Pero lo que en verdad me emputa es lo que declara Pablo Cheng (el ¿actor? que en Pink interpreta al gay más floripondio y estereotipado) en sus entrevistas a Radio Fórmula y TVNotas. Él afirma estar en contra de la adopción homoparental —mas no del matrimonio gay— y dice que “los jotos se hicieron para jotear, para ser jotos entre hombre y hombre o mujer y mujer, pero la mujer se hizo para tener hijos y el hombre también. Los jotos, no: los jotos no debemos hacer eso”.

¿Neta? ¿Un homosexual expresándose así, aceptando un papel que lo denigra sólo por un poquito de fama? Me hace pensar que las “desviaciones” en las personas son intelectuales, del pensamiento, y no de género o sexualidad. Cualquiera puede ser una persona horrible, sin importar si se acuesta con hombres o mujeres. No todos los homosexuales sueñan con travestirse ni todos los heterosexuales son unos machos cabrones. Y si seguimos la Teoría queer, no hay géneros: sólo individuos.

Lo que debería saber Paco del Toro es que la controversia no está peleada con el buen gusto.
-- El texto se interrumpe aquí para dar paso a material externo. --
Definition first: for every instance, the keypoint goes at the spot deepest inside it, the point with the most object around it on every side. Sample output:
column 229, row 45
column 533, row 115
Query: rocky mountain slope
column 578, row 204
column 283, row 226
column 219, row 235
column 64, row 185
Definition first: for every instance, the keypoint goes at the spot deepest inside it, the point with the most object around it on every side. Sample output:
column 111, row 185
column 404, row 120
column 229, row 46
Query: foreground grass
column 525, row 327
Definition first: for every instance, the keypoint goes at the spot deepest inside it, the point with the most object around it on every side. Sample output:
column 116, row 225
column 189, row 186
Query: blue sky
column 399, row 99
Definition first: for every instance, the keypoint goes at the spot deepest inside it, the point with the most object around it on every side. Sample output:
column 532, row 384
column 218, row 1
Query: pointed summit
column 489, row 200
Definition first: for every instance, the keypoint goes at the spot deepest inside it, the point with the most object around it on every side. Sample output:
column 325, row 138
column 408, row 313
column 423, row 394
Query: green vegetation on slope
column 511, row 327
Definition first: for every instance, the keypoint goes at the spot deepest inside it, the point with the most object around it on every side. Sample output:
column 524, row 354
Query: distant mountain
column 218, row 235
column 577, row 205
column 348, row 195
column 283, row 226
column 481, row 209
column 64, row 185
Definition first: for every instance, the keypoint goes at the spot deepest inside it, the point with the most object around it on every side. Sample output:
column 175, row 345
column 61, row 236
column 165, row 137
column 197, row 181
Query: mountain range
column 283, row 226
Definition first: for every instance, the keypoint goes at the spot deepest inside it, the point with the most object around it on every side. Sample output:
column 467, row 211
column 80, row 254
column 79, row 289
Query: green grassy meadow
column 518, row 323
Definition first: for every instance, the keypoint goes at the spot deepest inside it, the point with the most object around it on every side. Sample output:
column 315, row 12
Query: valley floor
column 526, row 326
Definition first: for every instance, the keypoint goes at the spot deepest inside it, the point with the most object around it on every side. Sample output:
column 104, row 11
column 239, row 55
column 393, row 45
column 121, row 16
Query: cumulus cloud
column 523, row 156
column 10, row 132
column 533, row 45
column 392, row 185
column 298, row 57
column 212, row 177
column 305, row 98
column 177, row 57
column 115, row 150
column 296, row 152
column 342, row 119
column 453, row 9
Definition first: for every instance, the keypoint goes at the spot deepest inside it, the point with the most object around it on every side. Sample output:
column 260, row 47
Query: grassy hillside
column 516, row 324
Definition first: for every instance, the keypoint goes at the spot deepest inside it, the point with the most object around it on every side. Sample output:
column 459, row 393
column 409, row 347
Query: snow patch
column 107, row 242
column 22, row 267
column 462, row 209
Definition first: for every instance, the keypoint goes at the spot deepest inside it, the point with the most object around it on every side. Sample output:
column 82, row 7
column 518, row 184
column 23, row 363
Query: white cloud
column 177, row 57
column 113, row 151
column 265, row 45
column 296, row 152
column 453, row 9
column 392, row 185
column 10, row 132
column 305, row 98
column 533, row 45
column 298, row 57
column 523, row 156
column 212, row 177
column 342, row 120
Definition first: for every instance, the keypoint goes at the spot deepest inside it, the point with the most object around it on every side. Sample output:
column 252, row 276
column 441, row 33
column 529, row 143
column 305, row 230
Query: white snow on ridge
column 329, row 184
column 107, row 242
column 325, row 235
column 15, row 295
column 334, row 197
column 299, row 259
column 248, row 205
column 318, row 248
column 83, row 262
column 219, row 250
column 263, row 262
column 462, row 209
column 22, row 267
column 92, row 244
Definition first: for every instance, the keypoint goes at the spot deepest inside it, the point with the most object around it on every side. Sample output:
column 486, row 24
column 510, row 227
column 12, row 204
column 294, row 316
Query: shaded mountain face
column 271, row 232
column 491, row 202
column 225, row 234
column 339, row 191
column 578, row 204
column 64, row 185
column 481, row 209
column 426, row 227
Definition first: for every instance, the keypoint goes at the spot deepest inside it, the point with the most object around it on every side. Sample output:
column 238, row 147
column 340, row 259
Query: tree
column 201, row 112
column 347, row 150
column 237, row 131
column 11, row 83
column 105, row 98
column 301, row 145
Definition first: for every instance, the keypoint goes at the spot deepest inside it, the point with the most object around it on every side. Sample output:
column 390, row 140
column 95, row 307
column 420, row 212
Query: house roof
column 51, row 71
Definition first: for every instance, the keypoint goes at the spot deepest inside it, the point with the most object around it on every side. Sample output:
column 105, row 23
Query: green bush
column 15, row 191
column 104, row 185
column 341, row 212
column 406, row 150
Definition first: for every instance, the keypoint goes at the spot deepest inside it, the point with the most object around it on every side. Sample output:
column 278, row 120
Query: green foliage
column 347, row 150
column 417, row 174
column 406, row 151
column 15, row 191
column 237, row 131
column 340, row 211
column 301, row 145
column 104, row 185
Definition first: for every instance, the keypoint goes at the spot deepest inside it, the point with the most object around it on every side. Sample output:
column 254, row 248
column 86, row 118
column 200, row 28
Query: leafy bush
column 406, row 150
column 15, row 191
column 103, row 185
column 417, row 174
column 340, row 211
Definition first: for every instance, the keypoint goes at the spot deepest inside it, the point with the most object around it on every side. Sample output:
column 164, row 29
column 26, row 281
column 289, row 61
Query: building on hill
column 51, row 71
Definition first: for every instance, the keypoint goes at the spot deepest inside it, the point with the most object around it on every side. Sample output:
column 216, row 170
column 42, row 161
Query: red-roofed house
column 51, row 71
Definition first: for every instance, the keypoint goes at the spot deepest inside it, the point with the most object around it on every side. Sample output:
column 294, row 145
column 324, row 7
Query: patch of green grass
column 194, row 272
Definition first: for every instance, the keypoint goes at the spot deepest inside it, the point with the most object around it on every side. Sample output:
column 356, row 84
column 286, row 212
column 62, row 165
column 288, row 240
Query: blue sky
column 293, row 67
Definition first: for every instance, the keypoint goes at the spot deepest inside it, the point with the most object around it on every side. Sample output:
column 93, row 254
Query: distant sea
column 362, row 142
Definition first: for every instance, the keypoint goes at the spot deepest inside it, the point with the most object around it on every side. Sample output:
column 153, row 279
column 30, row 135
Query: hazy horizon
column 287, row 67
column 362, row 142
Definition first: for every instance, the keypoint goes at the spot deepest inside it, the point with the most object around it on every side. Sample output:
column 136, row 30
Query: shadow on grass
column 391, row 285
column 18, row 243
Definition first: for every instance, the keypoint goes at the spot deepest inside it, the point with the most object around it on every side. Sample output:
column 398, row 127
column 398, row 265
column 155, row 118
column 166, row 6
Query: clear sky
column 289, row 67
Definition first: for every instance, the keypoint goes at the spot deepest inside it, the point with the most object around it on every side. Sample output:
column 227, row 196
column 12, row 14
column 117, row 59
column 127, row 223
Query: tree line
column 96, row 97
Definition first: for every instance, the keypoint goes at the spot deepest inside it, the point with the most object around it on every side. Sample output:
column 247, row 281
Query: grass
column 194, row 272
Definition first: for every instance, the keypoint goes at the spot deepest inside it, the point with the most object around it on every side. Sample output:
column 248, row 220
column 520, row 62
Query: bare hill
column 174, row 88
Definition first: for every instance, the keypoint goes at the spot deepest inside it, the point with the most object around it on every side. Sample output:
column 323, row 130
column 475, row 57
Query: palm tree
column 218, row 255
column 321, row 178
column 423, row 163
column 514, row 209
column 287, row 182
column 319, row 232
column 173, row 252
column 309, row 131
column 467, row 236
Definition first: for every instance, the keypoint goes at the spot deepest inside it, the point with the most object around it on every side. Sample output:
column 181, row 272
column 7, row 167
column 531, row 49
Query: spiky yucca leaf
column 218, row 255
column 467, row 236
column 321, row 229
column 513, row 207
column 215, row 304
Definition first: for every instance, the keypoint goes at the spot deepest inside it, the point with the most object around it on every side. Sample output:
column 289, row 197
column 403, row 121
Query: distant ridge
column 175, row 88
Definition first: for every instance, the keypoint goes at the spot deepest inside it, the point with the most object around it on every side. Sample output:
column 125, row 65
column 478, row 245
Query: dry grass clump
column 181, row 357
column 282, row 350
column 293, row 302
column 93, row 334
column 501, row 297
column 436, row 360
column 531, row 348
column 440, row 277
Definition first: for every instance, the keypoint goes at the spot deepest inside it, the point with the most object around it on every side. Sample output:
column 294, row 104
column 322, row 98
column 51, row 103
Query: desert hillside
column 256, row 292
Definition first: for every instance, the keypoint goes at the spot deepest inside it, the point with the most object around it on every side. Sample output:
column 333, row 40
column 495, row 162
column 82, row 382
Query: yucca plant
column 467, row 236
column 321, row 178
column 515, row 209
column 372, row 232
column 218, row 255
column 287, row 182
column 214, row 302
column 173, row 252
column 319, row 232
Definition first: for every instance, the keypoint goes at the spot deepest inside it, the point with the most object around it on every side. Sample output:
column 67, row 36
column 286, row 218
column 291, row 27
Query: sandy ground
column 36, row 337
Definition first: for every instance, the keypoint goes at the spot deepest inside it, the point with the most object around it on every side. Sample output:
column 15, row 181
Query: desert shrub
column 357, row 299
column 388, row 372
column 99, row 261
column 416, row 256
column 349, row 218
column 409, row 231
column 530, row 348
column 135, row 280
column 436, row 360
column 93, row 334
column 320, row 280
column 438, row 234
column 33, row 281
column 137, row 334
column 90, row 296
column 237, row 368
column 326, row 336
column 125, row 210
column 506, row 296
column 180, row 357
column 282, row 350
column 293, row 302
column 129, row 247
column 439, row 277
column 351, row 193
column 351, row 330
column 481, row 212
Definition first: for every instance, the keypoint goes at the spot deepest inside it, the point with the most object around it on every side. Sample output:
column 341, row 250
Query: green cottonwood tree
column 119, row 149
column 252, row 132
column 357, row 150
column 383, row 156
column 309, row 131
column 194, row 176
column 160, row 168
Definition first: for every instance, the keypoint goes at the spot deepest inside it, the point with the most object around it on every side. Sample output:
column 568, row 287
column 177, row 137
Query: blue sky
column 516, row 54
Si hiciera a un lado —por un momento nomás— la Sagrada Biblia y se acercara a textos de Novo o Monsiváis mismos o incluso John Waters (Mis modelos de conducta es brillante), icono(clasta)s de la elegancia y el ingenio, y grandes provocadores a la vez, se daría cuenta de que se necesita algo-qué-decir y cómo-decirlo-bonito-con-virtud-estilística-y-bien-pensado que esos autores, aun siendo gais y condenados al fuego eterno, dominan como él nunca podrá. O que platique con Francisco Franco (Quemar las naves, Tercera llamada), mexicano, homosexual y verdadero cineasta, pa’ que aprenda algo.

La homosexualidad no es unilateral. Los gais no son jotos o desviados o sodomitas, ni santos o mojigatos: sólo humanos y, por lo tanto, complejos y con varias caras, igual que cualquier heterosexual (o buga). En la sociedad actual, todos podemos profesar y pensar —y criticar— lo que queramos.  ¿Pero no se supone que Dios prefiere amor y paz en vez de rencor e intento de imposición?

Yo me pregunto honestamente si tras el desdén que algunos, como Del Toro, tienen hacia los gais no se esconde una inclinación secreta hacia los adanes en vez de las evas. Podría ser, ¿no? Si nos guiáramos por las palabras de este director, sería evidente que Dios no es tan buen guionista y la mojigatería no otorga en automático dominio de la técnica cinematográfica y narrativa. ¡Pero no! El cine es creación humana y si una película es fea (audiovisualmente), sin importar su temática, es fea y punto. Lo verdaderamente penoso es cuando aparte de fea, es mala y no a propósito.